The words that came out of his mouth next came so nonchalantly, yet carried so much weight, "Yeah, we’re heading out tomorrow, my daughter swims Sunday."
If he had mentioned his daughter before, it hadn’t registered, but it did now. She swims for a major college down south, and is swimming two events at Trials. Our conversation took a HUGE turn at that point.
While I’ve been on the athlete side of this equation, I continue to learn just how tough it is to be on the parent side. When I watch my son at soccer games or track meets, I want one thing: to see him smile after the race or game. When I watch my daughter in her school plays, I want two things: for her to remember her lines and to be herself. She’s SO wonderful that I just love to see her perform and whatever the role, drama or comedy, I can’t help but sit and smile. Heck, when she started in this, and was a DOOR in Alice in Wonderland, I’ve never loved doors so much!
My great friend, Craig Beardsley, and I were talking recently about our parents. We wondered what it must have been like to watch us at OUR Olympic Trials. How relieved they must have been when we succeeded.
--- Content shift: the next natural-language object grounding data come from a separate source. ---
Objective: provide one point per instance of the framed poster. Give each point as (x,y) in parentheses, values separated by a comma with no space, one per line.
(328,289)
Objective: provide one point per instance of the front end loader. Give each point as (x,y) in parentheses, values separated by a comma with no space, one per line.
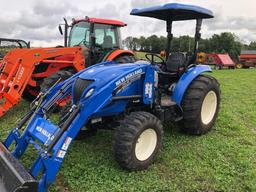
(28,71)
(134,99)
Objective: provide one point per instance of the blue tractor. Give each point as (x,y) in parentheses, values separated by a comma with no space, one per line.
(135,99)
How heartbroken for us they must have been when we failed. I remembered how my Mom took a photo documentary of my entire race at 1980 Olympic Trials. She took still pics, about 4 to 5 per length, of the entire length. Not video… still pics. How the heck did she do that? How did she focus on my lane? How did she hold her hands steady?
My friend, the father this morning, talked about how his daughter was having some problems with her stroke, and how much she and her coach had been working, tweaking, adjusting, trying to make sure all was set before the meet. You could almost see the pain on his face as he tried to describe what HE saw, and how much he wanted to tell her… yet knowing… as a Dad… he couldn’t interfere. Through the conversation, it became absolutely clear how proud he was of her for being able to swim in the meet, yet how nervous he was for her. His final sentance said it all, "I just hope she goes best times so she’s happy."
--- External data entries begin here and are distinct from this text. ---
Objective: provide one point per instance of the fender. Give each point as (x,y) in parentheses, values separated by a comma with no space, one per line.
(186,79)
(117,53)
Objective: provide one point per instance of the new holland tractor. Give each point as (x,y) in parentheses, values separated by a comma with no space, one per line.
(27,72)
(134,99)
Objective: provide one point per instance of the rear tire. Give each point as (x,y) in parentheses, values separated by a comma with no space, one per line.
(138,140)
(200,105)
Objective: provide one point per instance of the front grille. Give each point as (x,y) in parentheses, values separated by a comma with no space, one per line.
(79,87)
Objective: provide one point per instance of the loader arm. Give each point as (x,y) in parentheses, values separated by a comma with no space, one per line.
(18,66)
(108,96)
While all the attention this next week will go to those that break records, and that make the Olympic Team, there will be literally thousands of parents sitting in the stands, and watching from around the country, whose hearts are aching so much more than the athletes all the way through the swims. Hoping and wishing for one thing: that their child be happy after the race. If we focus solely on the swimmers who get the press, we miss SO many victories, SO many happy swimmers… and SO many relieved parents.
I finally learned how my Mom took all those pictures of me while I was swimming at Olympic Trials… it was how she avoided the stress of being a parent of a swimmer at the meet. She focused on taking pictures so she had something to do. As it turns out, I do the exact same thing. I have videos of my daughter performing in her plays… focusing all my attention on keeping her in the frame, of keeping the zoom just right to capture the action that pertains to the scene. At my son’s track meets, or soccer games, you’ll rarely find me without a camera, mostly because I’d be far too anxious just sitting with nothing to do.
We wish all the athletes at the US Olympic Trials a lifetime best swim, and for those who don’t achieve that, take the pride that you’ve competed in one of the greatest meets ever. For all you parents, my heart goes out to you, and I wish you much wisdom in dealing with the successful, and the not-so-successful, athletes at the meet. At the end of the meet, your hearts will be filled with relief or grief, but your child will need you either way. At that point, it’s your turn to perform.